Anche Augé, a poco più di vent’anni dalle sue intuizioni, sembra superato. Siamo sicuri che siano davvero non-luoghi, per la maggioranza, gli aeroporti, le stazioni, le autostrade, gli autogrill e gli svincoli? Temiamo al contrario che si stiano trasformando in rovinosa, epperò rassicurante normalità. L’uomo massa, il consumatore globale deve trovare la strada tracciata, il camminamento predisposto. Che bello un supermercato di San Francisco dove gli stessi prodotti si trovano esattamente nella medesima posizione di uno di Barletta, quanto è comodo un mondo pieno di frecce a indicare percorsi, azioni, comportamenti. E che meraviglia leggere cartelloni scritti in una neolingua globale. Siamo cittadini del mondo, perbacco, e non ci sfiora l’idea, il sospetto di esserci trasformati in sudditi cui viene fatto pensare, credere, preferire o detestare ciò che vogliono i padroni del sistema. Eh, no, noi decidiamo con la nostra testa! Purtroppo, è tragicamente vero: hanno abolito studi e materie che allenavano al pensiero individuale, critico, al ragionamento, ci hanno persuasi che nuovo è bello e vecchio è brutto, che ieri era oscurità e oggi è luce. Pensiamo davvero con la nostra testa, solo che è stata svuotata e riconfigurata.
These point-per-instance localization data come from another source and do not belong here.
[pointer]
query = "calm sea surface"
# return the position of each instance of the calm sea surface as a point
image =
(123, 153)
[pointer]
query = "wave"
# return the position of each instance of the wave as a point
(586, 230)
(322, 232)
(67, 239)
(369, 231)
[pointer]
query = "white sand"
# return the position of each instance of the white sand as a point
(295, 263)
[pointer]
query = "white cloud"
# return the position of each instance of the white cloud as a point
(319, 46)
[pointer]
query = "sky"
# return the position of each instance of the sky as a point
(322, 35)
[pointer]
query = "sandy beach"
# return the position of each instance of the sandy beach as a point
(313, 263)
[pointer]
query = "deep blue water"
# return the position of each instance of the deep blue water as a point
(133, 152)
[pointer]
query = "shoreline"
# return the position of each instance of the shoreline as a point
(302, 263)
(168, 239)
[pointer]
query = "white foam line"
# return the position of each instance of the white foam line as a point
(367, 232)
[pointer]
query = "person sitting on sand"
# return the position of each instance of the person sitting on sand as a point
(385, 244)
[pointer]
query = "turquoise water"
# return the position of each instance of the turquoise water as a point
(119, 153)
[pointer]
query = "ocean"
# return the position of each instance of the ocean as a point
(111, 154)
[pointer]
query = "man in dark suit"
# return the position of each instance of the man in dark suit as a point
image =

Volgarizzata, è l’inversione delle streghe di Macbeth nella fredda landa scozzese: bello è il brutto, e brutto è il bello. I non-luoghi della surmodernità diventeranno sempre più graditi compagni di viaggio, così identici, prevedibili, si trasformeranno nel paesaggio ideale dell’umanità nomade e sradicata, la bruttezza non verrà più percepita. L’uomo si adatta a tutto, e comunque come potrà ricercare una bellezza che non vede e, peggio, non sa più riconoscere? Alcuni anni fa carpimmo spezzoni di dialogo di una coppia alla vista delle torri di San Gimignano: mettono tristezza, mi vengono i brividi.
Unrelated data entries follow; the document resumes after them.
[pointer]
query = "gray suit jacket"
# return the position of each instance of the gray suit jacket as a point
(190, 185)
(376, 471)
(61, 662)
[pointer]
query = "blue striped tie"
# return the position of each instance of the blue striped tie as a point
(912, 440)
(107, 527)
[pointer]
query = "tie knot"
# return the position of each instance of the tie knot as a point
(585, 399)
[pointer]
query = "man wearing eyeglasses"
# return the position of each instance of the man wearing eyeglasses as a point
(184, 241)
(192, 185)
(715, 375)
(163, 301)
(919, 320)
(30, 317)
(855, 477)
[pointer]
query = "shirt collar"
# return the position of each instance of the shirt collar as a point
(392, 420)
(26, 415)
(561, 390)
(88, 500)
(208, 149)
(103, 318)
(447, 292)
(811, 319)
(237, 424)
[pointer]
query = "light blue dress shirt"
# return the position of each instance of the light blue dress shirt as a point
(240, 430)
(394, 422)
Meglio, molto meglio, il casello autostradale che conduce alla tangenziale da cui si può raggiungere, a piacere, l’aeroporto, la multisala, l’outlet. Presto, non-luogo sarà il Colosseo, inutile testimone di antichi spettacoli sanguinosi, e la Lanterna, un faro che al tempo della navigazione computerizzata non serve a nulla. Nella terra guasta, desolata cantata da Thomas S. Eliot, forse si salveranno chiese e palazzi circondati da scalinate, poiché potranno essere utilizzate dai passanti come sedili, una breve sosta e via, verso nuove emozioni. Aveva torto marcio Nicolàs Gòmez Dàvila a proclamare, in margine al suo “testo implicito”, che le cattedrali non sono state fatte per l’ente del turismo. E per chi, se no?